Fall 2019 · Vol. 48 No. 2 · pp. 203–205
Book Review
Encountering World Religions: A Christian Introduction
Irving Hexham. Grand Rapids, MI: Zondervan Academic, 2019. 224 pages.
Irving Hexham, professor of religious studies at the University of Calgary, has maintained a longstanding professional interest in world religions. Encountering World Religions expands on his previously released textbook, Understanding World Religions (Zondervan, 2011).
Christians can make two types of mistakes in writing books about world religions. The first and most common is to assume that religions must be evaluated using neutral and objective language, acceptable to all. p. 204 Such books often begin with a definition of “religion” and then follow with chapters describing the various practices of different religions, concluding with another “objective” overview. Christians worry about the particularity of Christian claims; they fear that any effort to speak to world religions from a Christian perspective would be immediately dismissed as essentially sectarian. The problem with this approach is that holding to the possibility of a supposedly objective stance is itself an incoherent stance. There is no universally accepted objective ground from which one can evaluate world religions. Furthermore, writing from a supposedly objective stance undermines the Christian message in that it subordinates Christianity to the problematic ideology of modernity.
At first it appears that Hexham avoids this error as he unapologetically acknowledges his Christian stance. He writes the book with the explicit task of helping Christians better understand other religions, which are introduced and evaluated on their theological connection, or lack thereof, to Christianity. Unlike most books on world religions, there is no chapter about Christianity as such because Christianity pervades the whole book.
The second mistake Christian authors make in writing about world religions is to equate their own ideological understanding of Christianity with Christianity as such. This mistake is evident in much of the colonial missionary effort, where it was assumed that European-style Christianity was the only acceptable form of faith. It is not clear that Hexham avoids this error. While he is candid about his theological commitments as a Christian, they are of a particular brand within the wider world of Christianity, where ideological agreement between and within its different branches is often elusive.
Furthermore, Hexham’s idealistic account of Christianity enables him to ignore the vast array of tragic missteps and errors Christians have made in interacting with others. To claim Christ as Lord does not mean that the church is immune from error but rather that such mistakes are, in principle, fixable. At the very least, it means that we Christians can name and repent of our sins. Hexham rarely finds anything disturbing in Christian history. For example, while he often mentions the Crusades as examples of the overreach of the church, he explains them away as matters of misinterpretation. Moreover, Hexham’s attempt to explain away the Holocaust as a strictly pagan enterprise for which Christians bear no responsibility is deeply troubling. The extent of Christian anti-Semitism, which he ignores to make his point, is simply staggering. Indeed, he repeatedly draws our attention to faults in the practice of other religious groups (such as human sacrifice in Hinduism or slavery in Islam) while glossing over any problems in the history of Christian practice. p. 205
Hexham does acknowledge that the fall of Christendom has made the task of evangelism more difficult, but he appears to mourn the loss. Christians should not hurry to convert those of other faiths, he says, but should rather take time to hear their stories. However, his tone is patronizing. So, while I endorse his call for friendship with others, the call to evangelism here is disingenuous absent an acknowledgment of our errors.

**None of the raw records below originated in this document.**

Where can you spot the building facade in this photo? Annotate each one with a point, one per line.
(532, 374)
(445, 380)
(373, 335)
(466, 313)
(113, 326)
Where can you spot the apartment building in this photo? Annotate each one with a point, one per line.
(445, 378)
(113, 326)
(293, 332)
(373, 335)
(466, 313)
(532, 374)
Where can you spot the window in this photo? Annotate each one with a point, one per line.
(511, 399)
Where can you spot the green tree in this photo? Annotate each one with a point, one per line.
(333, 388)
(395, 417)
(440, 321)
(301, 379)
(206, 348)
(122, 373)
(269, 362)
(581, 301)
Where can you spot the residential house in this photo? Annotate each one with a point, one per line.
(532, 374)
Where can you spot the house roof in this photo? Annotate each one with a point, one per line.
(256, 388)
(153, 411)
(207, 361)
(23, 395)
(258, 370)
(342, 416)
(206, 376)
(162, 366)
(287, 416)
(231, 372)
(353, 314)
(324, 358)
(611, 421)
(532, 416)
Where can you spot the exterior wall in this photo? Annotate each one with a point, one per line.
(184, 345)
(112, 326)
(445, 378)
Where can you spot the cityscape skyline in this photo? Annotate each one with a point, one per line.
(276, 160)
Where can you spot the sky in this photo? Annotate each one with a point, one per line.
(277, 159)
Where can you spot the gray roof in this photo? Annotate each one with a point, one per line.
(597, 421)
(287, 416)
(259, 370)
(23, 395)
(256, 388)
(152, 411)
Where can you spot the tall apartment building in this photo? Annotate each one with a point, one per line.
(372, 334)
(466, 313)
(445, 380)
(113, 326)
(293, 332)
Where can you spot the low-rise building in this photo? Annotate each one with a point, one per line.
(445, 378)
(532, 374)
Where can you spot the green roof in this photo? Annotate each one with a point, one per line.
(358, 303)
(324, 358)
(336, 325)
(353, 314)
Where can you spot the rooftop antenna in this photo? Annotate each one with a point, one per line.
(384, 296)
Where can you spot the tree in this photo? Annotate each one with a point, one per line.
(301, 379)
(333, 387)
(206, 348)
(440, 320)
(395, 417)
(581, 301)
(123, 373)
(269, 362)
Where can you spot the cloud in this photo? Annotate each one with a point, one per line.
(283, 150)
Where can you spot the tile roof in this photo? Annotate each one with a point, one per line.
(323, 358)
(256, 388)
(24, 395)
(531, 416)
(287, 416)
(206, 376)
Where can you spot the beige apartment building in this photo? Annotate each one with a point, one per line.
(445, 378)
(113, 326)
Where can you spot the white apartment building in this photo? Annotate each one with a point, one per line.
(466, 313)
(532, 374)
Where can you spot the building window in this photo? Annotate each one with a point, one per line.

Moreover, Hexham’s understanding of Christianity blinds him to the fact that encounters with people of other religions can enrich and transform Christians. The Bible includes many accounts of non-Jews being lauded for their exemplary actions. Hexham uses the story of the Good Samaritan, but not as an example of how Jesus calls on an outsider to show his followers how to follow. Instead, he highlights Jesus’s silence in regard to the validity of Samaritan beliefs.
Those who insist on idolizing one of many ideological understandings of Christianity do so because they fear that any loosening of the ideological grip will inevitably slide Christians into relativism. This may be a consequence, but not a necessary one. I have had the good fortune to travel through the Middle East on multiple occasions and have been amazed at the level of hospitality offered by the Muslim community. God has used Muslims to help me be a better Christian. Hexham claims that Christians have “nothing to fear from exposure to the beliefs of others” (13). I suggest that Christians stuck in a particular form of Christianity may rightly fear the transformations which may follow encounters with others, since the call of evangelism calls for humility rather than pride.
In the end, whether one chooses a supposedly objective stance or a certain Christian ideology as supreme, the nature of these mistakes is similar. Perhaps Christians forget that we are distinct in that we follow a person, not a creed, ideology, set of laws, or book. In other words, if one has already elevated one ideology among many others to the status of Truth, then one no longer needs God, Jesus, or the church. In fact, the church receives little attention in this book. For Hexham, the primary inculcator of Christianity has been the so-called Christian society of Christendom. In which case evangelism becomes not the task of the church but rather of individual Christians. Therefore, while I appreciate Hexham’s efforts to speak to a post-Christendom world, I fear that the chains binding him to modernity are still strong.